Responding to character of context
In Pasadena, California, the Playhouse Plaza has replaced a single-story furniture store with “an architectural triumph that has added to Pasadena’s legacy of well-designed, beautiful buildings,” says Susan Mossman, Executive Director of Pasadena Heritage.
Located in the city’s revitalizing 32-block Playhouse District, the 155,000-square foot mixed-use development includes office space with ground floor shops and restaurants organized around courtyards and paseos and fronting two important commercial thoroughfares.
The building’s open spaces and architecture celebrate the Pasadena Playhouse, an early 20th Century theater with a unique and unusual history that stands across the street.
Because of the historical importance of the playhouse, the development of the site was embroiled in a multiyear battle. The dispute was settled by a series of charrettes that led to the current design.

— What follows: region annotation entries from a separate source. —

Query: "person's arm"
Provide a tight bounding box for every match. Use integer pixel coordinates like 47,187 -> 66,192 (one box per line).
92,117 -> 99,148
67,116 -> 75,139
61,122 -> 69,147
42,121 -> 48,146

The developer wanted a building that met 21st Century functional and constructional requirements. The community wanted a building that would relate seamlessly to its historic setting and sit comfortably with the scale of existing buildings.
“The final project is a lesson in listening to the concerns of the community up front, so that stakeholder consensus, including community perspectives, can be achieved and successfully implemented early on,” notes Nina Chomsky, Community Activist.
The site fronts Colorado Boulevard, famous for the Rose Bowl Parade, a formerly automobile-dominated thoroughfare that is transitioning to an urban place. The six-story Art Deco-style façade, inspired by the rich Deco traditions of Los Angeles, reflects the scale of commercial structures on that street.
To the west, along El Molino Avenue, the building faces the historic two-story playhouse with its courtyard opening on to the street. Playhouse Plaza echoes this gesture on the opposite side of the street, forming a joint mid-block quad framed by two-story buildings. The retail buildings facing the historic Playhouse reuse the historic brick of the former demolished retail building on the site—using material to express memory.
Resolving the new building’s relationship with the historic playhouse was instrumental in reaching political consensus, demonstrating the power of New Urbanism to bring communities together.
Playhouse Plaza won a CNU Charter Award in 2016 for Moule & Polyzoides, Architects and Urbanists.